9月22日 (土) ②
平成17年1月1日より 995日目
歩いた歩数 その距離
本日 5,430歩 3,801m
総計 13,894,901歩 9,726,431 m
北京より保定・石家荘・刑台・邯鄲を経て洛陽に向かう。後 10,607m
1990年8月31日 晴れ 気温21℃~30℃
午前7時50分 「来年も是非お出で下さい」という副所長.所長代理に送られて、昌黎果樹研究所を発つ。外国人研究員としての待遇で、今までの形から開放され、気分的にたいへんリラックス出来た3日間だった。昌黎訪問が何のためかさえ判らなかったのが、小生にも研究所側にも納得できる結果となったことは、予想もしなかった成果といっても良いだろう。

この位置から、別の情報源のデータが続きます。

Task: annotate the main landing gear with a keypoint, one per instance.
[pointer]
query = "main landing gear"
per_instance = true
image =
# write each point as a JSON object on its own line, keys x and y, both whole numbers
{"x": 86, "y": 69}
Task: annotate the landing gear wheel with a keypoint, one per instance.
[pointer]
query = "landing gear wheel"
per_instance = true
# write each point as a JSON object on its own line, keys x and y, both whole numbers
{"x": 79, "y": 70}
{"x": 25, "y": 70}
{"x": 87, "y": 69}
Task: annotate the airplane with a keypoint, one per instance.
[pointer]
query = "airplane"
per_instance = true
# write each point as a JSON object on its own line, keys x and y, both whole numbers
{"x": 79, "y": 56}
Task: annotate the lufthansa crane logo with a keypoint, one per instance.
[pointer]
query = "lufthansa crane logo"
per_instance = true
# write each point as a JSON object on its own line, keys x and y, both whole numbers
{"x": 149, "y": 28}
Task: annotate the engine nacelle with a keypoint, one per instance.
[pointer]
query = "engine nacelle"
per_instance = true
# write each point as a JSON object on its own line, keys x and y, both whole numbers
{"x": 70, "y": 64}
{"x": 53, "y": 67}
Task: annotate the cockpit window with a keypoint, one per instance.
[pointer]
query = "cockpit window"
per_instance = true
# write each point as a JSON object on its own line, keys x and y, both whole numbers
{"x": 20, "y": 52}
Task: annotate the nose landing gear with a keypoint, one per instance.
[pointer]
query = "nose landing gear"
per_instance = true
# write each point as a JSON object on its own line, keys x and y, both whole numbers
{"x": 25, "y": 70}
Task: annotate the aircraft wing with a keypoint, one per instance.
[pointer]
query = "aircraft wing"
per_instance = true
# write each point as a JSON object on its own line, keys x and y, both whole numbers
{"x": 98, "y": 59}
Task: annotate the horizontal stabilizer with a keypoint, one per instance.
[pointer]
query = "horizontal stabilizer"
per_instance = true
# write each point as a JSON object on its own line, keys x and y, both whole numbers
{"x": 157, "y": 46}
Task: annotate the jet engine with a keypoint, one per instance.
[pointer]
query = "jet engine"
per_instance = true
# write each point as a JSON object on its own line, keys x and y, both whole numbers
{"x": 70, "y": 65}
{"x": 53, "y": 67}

私たち一行(出迎えの趙科長・昌黎研究所の研究員2名と小生)は8時22分発 秦皇島―石家荘(快行)列車で、通訳の田さんと運転手の陳さんに見送られて昌黎を発った。車中、さくらカラー36枚撮りのフィルムが、終わったはずなのに、自動巻取り装置が働かず、開けて見ると、フィルムが切れているではないか。昨日の観光旅行の記念すべき記録(山海関の万里の長城・渤海湾に沈み行く長城・海水浴の写真等々)がスベテフイとなり、泣いても喚いても、もう取り返しがつかない。こんなフィルムってあるんだろうか。残念無念!と。
突然、前の席の老人から声を掛けられた。「どちらまで?」ビックリして「カンタン」と言うと「石家荘で乗り換えですネ」「ハイ!石家荘から車で行きます」これですっかり仲良くなり、車中退屈せずに行ける事になった。(趙科長は日本語ダメ・昌黎の二人も片言のみ)
この人は沈鵬遠さんという方で、昭和13年(中国の人は19何年と言う筈だが?)ハルピン大学を卒業し、現在は石家荘高技術協会の仕事をしている70歳の方で、本人も高級工程師で鉄道関係の仕事をされて居ったようだ。
“思い出の歌”の本を差し出すと、バアさんが大声で読む。ジイさんが間違いを訂正する。何となく掛け合い漫才をやっているのよう。50年振りで、日本語を使ってみましたと、バアさん喜ぶ。旅は道連れ、世は情け。
「先生!お昼」見れば時計は11時「早いヨ」とは言ってみたが、着いて行く。食堂車でビール12本を平らげ、満腹。「先生!食事」と再び声が掛かる。まだ3時だ。「いや、もう食べたくないヨ」「もう頼みました」と言うので、抵抗をやめて、再び食堂車へ。付き人たちは私をダシにして、またビールを飲む魂胆?10皿ほどの料理。
今回は食堂車もカラッポで貸切。料理も皿の上に美しくキチンと並んでいる。その内、“じゅんさい“のスープが出てきた。北竜湖のじゅんさいをどぶ水で煮て、生姜と胡椒で味付けしたような、見るからに薄汚れたスープだが、”なんでも挑戦“の突撃精神で平らげる。飯を平らげたのも、何のことは無い、小生のみだった。照れ隠しに、お凸を一つ叩いてアッハッハ・・・。みんなも一緒になって大笑い。
「邯鄲では通訳が着きます」「ソーオ!女ですか?」「イヤ、おとこ」「ザンネン!」と言うと、みんな大笑い。「先生、おんな好きですか?」「大好き、大好き!」また大笑い。パット、車中が明るくなったようだ。リラックスした付き人たち、禁煙車を忘れてタバコを吸う。オバタリアンの抗議にあって束ぬ間の胸のうちもシュン。
「先生、食事!」「ダメ」と断ったが、みんな立ったので三度食堂車へ、。例により、ビールを飲んでモウ満腹と、バンドをはずし、コルセットを緩めると、この芝居が効いたか、追加のビールは飲まずにうどんに挑戦することができた。
このうどん、トマトときゅうりの油いために、ソーセージの千切りが丼から落ちんばかりに載っている。うどんは既に伸びている。(中国ではこれが普通)半分位食べた所で終点間近で食堂車が閉鎖となる。石家荘着は午後7時20分。
邯鄲よりの出迎えの科長・通訳・運転手は一緒に食事をと待っていたが、汽車組みはスグ出発できるようにと食事を済ませた作戦の行き違いから出発は9時となる。この間、邢春さんと連絡を取ろうとしたが、ソレモナラズ、ヤキモキするばかり。石家荘から邯鄲までは160km。近いです。3時間です、と。大陸の物指しはさすがにデカイ!邯鄲着は0:10 ホテルは冀南賓館。冷たいビールをと誘われたが、風呂に入って寝る。さて邯鄲の夢は?